Whatever the Mets do with him, they should pick one role and stick with it, something they failed to do under Omar Minaya and Jerry Manuel.
The Cardinals believe strongly in building up the middle, which is why they chose to keep Yadier Molina and say goodbye to Pujols. One might have though Pujols would stay after the Cardinals won the World Series after the 2011 season.
The Mets are attempting to do the same with Travis d’Arnaud, who is a long way of becoming another Molina – any of them.
St. Louis has a reputation of being a small market team, but it has a big market swagger in that it has won more World Series than any franchise other than the Yankees.
The Cardinals signed slugger Matt Holliday, which was a gesture to Pujols of their intent to keep him and protect him in the lineup.
The Cardinals built with prospects – a reflection of a strong scouting system and minor league system – with first baseman Allen Craig, who could be activated for the World Series; second baseman Matt Carpenter; third baseman David Freese; and outfielder Jon Jay.
This enabled them to add what they needed from the outside, notably right fielder Beltran and shortstop Rafael Furcal.
The difference between the Mets and Cardinals isn’t so much in philosophy as it is in talent.

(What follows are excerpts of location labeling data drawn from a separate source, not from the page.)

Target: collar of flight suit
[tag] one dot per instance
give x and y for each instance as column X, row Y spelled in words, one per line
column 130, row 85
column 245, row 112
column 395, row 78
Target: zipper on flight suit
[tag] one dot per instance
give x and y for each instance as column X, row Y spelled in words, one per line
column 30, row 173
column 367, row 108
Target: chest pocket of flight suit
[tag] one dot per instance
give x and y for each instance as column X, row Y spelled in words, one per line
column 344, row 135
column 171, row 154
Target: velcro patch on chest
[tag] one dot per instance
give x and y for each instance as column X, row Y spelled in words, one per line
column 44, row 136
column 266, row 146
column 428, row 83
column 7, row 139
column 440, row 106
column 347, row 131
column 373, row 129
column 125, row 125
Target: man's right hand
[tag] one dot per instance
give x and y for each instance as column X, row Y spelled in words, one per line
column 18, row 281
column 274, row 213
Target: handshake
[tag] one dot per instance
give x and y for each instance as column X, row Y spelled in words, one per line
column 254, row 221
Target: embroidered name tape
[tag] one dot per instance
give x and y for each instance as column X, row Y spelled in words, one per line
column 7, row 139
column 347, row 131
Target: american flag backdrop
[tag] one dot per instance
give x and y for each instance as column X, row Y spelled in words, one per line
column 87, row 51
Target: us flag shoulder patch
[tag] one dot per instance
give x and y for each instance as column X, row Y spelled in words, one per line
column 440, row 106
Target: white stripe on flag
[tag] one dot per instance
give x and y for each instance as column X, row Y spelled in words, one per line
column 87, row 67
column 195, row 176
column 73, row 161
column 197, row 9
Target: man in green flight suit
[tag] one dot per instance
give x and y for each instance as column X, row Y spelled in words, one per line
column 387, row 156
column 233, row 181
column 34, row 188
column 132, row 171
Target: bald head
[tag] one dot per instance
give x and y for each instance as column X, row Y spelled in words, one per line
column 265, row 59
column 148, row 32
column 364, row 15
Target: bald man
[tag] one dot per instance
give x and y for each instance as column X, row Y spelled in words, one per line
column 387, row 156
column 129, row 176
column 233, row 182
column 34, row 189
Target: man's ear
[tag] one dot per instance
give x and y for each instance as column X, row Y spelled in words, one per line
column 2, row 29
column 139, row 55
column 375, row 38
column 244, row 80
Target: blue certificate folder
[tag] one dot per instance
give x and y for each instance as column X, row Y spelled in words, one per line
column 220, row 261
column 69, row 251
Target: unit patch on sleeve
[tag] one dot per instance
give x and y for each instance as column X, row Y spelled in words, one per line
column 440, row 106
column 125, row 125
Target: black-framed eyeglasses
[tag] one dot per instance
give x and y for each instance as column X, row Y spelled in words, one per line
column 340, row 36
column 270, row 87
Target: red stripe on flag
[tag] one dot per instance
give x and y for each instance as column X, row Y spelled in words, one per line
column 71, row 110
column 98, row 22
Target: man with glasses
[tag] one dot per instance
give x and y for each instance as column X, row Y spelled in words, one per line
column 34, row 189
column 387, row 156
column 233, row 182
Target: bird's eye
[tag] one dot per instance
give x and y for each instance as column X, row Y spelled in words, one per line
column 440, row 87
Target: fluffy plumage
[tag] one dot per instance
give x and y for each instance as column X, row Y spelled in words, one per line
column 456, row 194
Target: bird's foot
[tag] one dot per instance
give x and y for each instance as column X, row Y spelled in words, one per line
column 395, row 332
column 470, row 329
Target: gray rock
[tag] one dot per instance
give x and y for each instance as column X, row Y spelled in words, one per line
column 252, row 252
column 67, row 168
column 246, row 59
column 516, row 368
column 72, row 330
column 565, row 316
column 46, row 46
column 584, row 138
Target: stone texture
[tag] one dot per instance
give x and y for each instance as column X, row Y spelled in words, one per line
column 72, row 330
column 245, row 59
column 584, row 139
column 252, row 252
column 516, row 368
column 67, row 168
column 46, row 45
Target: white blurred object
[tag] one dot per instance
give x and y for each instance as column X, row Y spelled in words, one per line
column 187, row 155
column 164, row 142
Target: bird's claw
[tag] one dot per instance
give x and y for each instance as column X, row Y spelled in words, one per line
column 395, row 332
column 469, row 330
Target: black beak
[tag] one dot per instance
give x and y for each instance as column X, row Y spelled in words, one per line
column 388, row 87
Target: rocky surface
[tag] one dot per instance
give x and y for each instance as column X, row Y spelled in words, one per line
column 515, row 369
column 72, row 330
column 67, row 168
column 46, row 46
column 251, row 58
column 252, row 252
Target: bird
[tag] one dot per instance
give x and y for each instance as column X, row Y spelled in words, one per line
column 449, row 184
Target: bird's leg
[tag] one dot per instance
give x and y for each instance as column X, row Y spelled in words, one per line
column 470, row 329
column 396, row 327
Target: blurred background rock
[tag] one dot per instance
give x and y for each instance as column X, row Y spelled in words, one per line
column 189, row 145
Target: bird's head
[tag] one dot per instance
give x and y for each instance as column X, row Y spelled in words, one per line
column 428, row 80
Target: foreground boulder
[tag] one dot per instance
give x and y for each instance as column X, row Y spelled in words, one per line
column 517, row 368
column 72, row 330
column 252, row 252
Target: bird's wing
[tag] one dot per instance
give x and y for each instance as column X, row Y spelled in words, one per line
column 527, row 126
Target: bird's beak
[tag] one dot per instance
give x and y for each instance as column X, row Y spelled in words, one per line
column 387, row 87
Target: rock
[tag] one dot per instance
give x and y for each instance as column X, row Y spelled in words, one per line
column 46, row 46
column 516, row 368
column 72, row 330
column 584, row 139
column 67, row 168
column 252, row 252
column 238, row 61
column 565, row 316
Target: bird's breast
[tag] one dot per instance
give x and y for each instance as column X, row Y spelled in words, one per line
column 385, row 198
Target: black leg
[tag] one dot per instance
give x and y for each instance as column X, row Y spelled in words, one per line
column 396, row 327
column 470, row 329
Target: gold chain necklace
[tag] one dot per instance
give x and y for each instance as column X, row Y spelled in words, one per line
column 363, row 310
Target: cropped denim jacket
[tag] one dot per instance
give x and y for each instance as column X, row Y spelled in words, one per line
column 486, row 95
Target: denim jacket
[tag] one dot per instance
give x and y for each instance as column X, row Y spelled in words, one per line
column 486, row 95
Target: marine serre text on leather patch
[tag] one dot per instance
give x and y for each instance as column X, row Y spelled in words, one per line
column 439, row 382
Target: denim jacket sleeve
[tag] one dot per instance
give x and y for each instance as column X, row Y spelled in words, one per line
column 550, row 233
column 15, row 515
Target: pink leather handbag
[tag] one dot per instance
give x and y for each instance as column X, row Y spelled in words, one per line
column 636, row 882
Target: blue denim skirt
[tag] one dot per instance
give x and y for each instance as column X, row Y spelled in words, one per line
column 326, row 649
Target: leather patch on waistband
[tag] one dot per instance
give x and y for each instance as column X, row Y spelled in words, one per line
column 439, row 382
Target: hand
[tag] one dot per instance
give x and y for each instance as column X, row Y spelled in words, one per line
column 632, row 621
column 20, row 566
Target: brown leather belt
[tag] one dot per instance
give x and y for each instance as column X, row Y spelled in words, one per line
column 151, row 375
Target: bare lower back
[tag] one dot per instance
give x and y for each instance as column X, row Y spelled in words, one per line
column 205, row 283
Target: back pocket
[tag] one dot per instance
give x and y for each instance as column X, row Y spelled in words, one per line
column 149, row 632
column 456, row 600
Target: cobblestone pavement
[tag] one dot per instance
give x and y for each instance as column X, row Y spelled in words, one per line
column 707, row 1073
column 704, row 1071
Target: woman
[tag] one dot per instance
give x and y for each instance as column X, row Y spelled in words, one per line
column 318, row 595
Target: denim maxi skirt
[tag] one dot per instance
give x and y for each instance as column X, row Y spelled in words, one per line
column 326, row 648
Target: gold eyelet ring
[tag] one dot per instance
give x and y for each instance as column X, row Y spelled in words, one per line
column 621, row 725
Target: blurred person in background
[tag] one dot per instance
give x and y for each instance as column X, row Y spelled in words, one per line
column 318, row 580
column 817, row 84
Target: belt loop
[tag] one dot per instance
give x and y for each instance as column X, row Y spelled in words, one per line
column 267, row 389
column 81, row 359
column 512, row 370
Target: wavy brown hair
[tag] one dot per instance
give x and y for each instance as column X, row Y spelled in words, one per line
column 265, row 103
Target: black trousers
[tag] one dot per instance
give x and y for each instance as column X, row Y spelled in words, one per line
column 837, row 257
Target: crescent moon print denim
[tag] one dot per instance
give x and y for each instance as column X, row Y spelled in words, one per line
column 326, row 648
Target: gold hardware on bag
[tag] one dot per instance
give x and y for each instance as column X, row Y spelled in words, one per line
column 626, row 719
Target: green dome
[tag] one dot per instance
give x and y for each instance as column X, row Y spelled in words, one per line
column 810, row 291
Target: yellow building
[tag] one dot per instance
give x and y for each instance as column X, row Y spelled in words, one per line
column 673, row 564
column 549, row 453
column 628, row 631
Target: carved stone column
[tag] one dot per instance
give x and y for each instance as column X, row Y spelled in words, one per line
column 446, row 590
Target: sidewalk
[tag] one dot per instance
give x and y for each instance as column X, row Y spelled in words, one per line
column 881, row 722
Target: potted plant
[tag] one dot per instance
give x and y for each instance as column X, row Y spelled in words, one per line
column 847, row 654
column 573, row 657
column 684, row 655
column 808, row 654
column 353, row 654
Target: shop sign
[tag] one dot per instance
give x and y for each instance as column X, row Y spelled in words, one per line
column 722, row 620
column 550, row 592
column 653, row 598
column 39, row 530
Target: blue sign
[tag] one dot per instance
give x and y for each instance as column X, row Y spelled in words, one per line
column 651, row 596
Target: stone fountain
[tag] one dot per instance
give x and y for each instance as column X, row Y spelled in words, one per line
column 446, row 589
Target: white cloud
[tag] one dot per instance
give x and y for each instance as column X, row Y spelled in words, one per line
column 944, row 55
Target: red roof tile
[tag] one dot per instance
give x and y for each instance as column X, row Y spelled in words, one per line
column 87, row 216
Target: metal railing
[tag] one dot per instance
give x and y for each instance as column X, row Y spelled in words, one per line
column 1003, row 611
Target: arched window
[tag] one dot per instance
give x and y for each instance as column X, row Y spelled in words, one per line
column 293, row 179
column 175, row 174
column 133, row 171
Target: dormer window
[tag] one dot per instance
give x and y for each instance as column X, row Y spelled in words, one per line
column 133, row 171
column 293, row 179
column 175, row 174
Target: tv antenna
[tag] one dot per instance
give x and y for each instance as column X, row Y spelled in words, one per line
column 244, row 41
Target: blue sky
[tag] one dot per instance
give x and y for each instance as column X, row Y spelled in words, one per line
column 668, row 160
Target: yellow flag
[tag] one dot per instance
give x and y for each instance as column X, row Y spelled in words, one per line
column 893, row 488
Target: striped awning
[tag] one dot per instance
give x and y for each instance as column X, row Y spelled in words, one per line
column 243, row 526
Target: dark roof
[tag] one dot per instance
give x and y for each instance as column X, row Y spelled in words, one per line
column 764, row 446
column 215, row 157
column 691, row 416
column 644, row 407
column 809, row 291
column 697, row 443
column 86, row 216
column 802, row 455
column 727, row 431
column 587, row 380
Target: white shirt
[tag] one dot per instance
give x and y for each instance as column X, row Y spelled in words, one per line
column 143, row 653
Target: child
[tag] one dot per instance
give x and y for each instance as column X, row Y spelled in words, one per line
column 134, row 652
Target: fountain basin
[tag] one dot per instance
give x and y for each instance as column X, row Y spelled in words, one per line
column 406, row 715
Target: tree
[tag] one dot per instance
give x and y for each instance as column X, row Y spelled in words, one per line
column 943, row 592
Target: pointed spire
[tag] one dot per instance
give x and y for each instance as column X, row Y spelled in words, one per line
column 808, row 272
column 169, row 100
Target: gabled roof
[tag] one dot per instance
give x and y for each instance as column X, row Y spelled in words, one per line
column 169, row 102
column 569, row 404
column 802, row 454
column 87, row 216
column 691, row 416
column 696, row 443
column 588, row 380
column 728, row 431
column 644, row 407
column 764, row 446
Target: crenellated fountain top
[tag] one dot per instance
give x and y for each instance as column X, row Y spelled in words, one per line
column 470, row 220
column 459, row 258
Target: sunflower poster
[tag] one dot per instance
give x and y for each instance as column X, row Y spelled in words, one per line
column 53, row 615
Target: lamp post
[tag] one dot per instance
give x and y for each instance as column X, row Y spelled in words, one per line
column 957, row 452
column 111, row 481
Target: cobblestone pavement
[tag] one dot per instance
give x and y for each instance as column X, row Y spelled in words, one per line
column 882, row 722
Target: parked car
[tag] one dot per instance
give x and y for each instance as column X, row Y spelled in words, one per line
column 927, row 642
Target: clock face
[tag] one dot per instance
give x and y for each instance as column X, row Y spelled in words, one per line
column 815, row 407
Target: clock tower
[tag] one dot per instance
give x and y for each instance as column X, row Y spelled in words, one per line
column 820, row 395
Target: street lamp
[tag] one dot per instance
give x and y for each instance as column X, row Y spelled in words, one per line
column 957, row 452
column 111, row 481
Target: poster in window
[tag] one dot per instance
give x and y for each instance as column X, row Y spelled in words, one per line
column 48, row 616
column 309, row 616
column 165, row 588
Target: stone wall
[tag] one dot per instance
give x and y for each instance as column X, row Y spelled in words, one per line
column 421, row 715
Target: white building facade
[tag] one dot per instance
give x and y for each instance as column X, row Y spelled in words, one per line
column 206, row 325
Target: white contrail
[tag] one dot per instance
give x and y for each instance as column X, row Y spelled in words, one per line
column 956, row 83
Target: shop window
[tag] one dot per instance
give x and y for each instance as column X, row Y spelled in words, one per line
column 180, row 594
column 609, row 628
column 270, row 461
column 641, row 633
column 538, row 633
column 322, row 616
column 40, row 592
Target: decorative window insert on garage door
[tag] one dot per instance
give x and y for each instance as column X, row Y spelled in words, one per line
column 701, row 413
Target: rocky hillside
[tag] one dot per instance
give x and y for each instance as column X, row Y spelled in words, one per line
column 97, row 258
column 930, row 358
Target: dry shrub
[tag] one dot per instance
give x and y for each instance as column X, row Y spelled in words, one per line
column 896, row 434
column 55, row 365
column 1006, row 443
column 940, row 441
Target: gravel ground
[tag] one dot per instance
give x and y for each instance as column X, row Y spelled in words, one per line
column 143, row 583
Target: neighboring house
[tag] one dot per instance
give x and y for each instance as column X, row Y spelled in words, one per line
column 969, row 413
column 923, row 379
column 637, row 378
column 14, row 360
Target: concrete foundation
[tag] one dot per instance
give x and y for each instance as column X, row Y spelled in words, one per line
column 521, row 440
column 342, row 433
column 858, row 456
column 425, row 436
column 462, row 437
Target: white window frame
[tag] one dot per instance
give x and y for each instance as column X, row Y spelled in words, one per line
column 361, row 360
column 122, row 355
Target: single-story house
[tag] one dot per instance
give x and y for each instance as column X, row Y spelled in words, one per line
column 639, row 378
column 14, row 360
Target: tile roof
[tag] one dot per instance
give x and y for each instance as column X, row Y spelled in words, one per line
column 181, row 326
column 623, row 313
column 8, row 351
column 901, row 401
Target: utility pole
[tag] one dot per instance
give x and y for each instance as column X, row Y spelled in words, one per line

The Mets are hoping Ike Davis or Lucas Duda could be as productive as Craig. Life would be simpler for the Mets if that occurred.
Offensively, the Mets don’t have a Holliday, and there are no similar players currently in the projected free-agent market.
Boston’s Jacoby Ellsbury is a proven outfielder, and could thrive in spacious Citi Field. Red flags are his health, potential salary and the reputation of production of Red Sox players after they leave Fenway Park. He also doesn’t have Holliday’s power.
Potential free-agent outfielders include Beltran, Shin-Soo Choo, Nelson Cruz, Curtis Granderson and Nate McLouth.
McLouth could come the cheapest; Granderson strikes out a lot and his power numbers must be carefully examined because of Yankee Stadium and the protection (outside of last year) he had in the lineup; Choo could be a one-year wonder and is a risk for a multi-year deal; and Cruz has the PED flag,
None, outside of Beltran, offer the stability of Holliday. If Beltran doesn’t stay in St. Louis, the Mets would have to consider his age and salary demands (he’ll want at least two years).
The Cardinals are an ideal blue print for any franchise and the Mets would do themselves good if they build that way.